Smalltalk

Marketing Smalltalk

June 11, 2004 15:47:31.412

I noticed that James Robertson is reading Eric Sink. I've known Eric for a long time. He took an operating systems course from me 15 years or so ago and has been making guest lectures in my senior project course for three or four years. It might not be obvious, but he lives in Champaign-Urbana, like I do.

Eric is on a kick talking about marketing for software people. Java taught me the importance of good marketing. Eric makes snide comments about Java marketing, but Sun actually did a good job persuading big companies to adapt Java. Unfortunately, there aren't any big companies pushing Smalltalk, so it has to be done by smaller companies and users. Eric runs a small company, and he is talking to small companies.

Eric said:

Don't try to create a "better" product. That strategy is too vague. Instead, try to create a product which is better for a specific group of people with specific problems that are not being solved very well by others. That specific group of people will perceive your product as the best.

Programming languages are general tools, and can be used for all kinds of problems. Therefore, it is hard to apply this advice to Smalltalk. When Smalltalk was first commercialized, it was used to build unusual user interfaces, such as ones that used windows and mice. As windows and mice got old hat, Smalltalkers discovered tht it was good for client/server computing. ParkPlace and IBM were so focused on client/server computing that they missed the start of the internet. Now Cincom has refocused on the internet, and the product is good, but few people who do not already know and love Smalltalk find it compelling? How can any Smalltalk, including VisualWorks, be best for some specific group of people with specific problems?

What is the elevator pitch for Smalltalk?

A group of six good Smalltalkers can do in two years what twenty good Java programmers could do in three.

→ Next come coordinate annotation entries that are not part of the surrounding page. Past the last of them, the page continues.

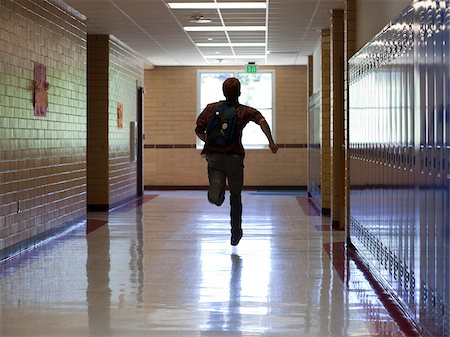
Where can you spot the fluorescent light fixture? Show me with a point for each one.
(236, 57)
(223, 29)
(215, 5)
(231, 44)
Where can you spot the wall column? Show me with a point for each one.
(326, 145)
(349, 51)
(337, 120)
(98, 122)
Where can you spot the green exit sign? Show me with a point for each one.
(251, 68)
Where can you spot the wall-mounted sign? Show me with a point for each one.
(120, 115)
(250, 68)
(40, 97)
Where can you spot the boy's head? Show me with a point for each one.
(231, 88)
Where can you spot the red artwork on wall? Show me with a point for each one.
(40, 97)
(120, 115)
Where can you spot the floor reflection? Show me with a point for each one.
(98, 291)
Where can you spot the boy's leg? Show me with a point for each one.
(216, 176)
(235, 172)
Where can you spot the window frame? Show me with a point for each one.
(236, 72)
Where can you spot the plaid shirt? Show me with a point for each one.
(245, 114)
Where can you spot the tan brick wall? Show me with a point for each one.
(170, 115)
(42, 159)
(326, 144)
(113, 74)
(337, 119)
(125, 71)
(97, 154)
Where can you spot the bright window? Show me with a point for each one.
(257, 91)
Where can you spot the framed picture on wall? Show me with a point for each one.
(120, 115)
(40, 96)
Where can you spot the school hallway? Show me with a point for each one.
(163, 266)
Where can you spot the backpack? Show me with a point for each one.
(221, 126)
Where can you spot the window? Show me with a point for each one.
(257, 90)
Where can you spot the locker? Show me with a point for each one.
(404, 208)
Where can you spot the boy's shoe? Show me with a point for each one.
(235, 238)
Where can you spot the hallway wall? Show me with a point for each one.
(126, 71)
(42, 159)
(400, 161)
(170, 114)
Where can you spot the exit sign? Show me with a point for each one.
(250, 68)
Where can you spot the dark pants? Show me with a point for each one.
(220, 168)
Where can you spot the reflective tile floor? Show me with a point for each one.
(163, 266)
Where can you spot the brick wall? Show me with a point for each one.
(42, 159)
(126, 70)
(98, 102)
(337, 119)
(170, 114)
(326, 123)
(113, 74)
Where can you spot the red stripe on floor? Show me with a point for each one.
(135, 203)
(401, 326)
(93, 224)
(307, 207)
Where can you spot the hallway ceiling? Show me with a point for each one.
(288, 30)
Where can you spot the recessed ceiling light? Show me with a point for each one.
(238, 56)
(223, 29)
(215, 5)
(199, 19)
(231, 44)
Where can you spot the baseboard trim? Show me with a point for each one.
(39, 239)
(203, 187)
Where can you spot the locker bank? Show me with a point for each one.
(105, 224)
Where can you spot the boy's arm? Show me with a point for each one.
(266, 129)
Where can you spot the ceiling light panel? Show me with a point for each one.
(237, 56)
(247, 37)
(202, 37)
(217, 5)
(232, 44)
(249, 50)
(219, 51)
(222, 28)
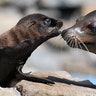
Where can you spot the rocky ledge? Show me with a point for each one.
(64, 85)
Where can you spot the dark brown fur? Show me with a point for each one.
(18, 43)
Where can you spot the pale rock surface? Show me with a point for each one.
(60, 88)
(9, 92)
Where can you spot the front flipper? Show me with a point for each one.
(29, 77)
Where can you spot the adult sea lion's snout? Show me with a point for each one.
(82, 34)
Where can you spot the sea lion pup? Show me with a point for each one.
(18, 43)
(83, 34)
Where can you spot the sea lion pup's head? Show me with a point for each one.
(36, 25)
(31, 27)
(83, 34)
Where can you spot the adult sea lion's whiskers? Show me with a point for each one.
(83, 44)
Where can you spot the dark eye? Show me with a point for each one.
(79, 19)
(47, 22)
(92, 27)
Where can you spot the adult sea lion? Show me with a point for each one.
(17, 44)
(83, 34)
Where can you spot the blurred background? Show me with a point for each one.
(54, 55)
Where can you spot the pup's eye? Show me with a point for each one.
(92, 27)
(79, 19)
(47, 22)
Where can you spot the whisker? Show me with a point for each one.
(80, 41)
(83, 44)
(71, 42)
(76, 43)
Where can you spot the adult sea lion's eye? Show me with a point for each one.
(47, 22)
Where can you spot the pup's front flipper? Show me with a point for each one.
(29, 77)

Is this convincing? Defensible? We think it is true, but why hasn't the world been convinced? Or is this not the important issue?

Comments

Marketing Smalltalk

[Mel Riffe] June 11, 2004 16:29:23.379

Ralph, I left my comment here: http://melriffe.blog-city.com/read/648631.htm.

It appears the trackback url is not working correctly or I'm just not sure how to use it.

Anyways, I love reading your blog - keep up the good work.


[Ralph Johnson] June 11, 2004 20:37:28.862

Peter van Rooijen wrote some ideas for marketing Smalltalk some time ago.

Its about time!

[Jon] June 20, 2004 1:25:05.158

Showing off the power of Smalltalk is always fun.

where I work:

  • (reading stuff into memory)
    • Java blows up after 400k items
    • Smalltalk reads 1 Million items with memory left over
  • (development time)
    • Java programmer (and a good one!) stuggles for 2 weeks to complete a task
    • Smalltalk programmer gets tired of waiting & completes task in 1 afternoon

[Johannes Friestad] August 10, 2004 19:45:14.704

"Programming languages are general tools, and can be applied to all kinds of problems. Therefore, it is hard to apply this advice to Smalltalk."

I disagree. Obviously, programming languages are general tools, so any programming language can be used for any programming task: It is presumably possible to write device drivers in Prolog or a content management system in Perl. Still, this does not tend to happen. Many programmers have experience with more than one language, and many agree that there are tasks for which some languages are better (more appropriate?) than others.

The advice is simply to identify a single type of tasks for which Smalltalk is clearly better, and do the elevator pitch for that type of task and a single benefit (halves development time!) only.

Look at Java: It started out as an 'applets' language, largely failed as a 'desktop application' language, but found a niche in 'server-side webapps', from which it went on to become an 'enterprise computing' language. They are now trying to make inroads into the 'mobile computing' segment, time will show if they succeed.

You identify yourself several segments where smalltalk was 'best' in the past, like 'bleeding-edge user interfaces' with windows and mice. As time moves on, programming languages do not change all that much, but their perceived niches do. This is not all that much of a problem, as long as you remember to update the marketing slogans every once in a while.

So why hasn't the world been convinced? Among other reasons, perhaps because you are (implicitly) telling the world that 'Smalltalk is always better for everything', which they, sensibly enough, simply refuse to believe.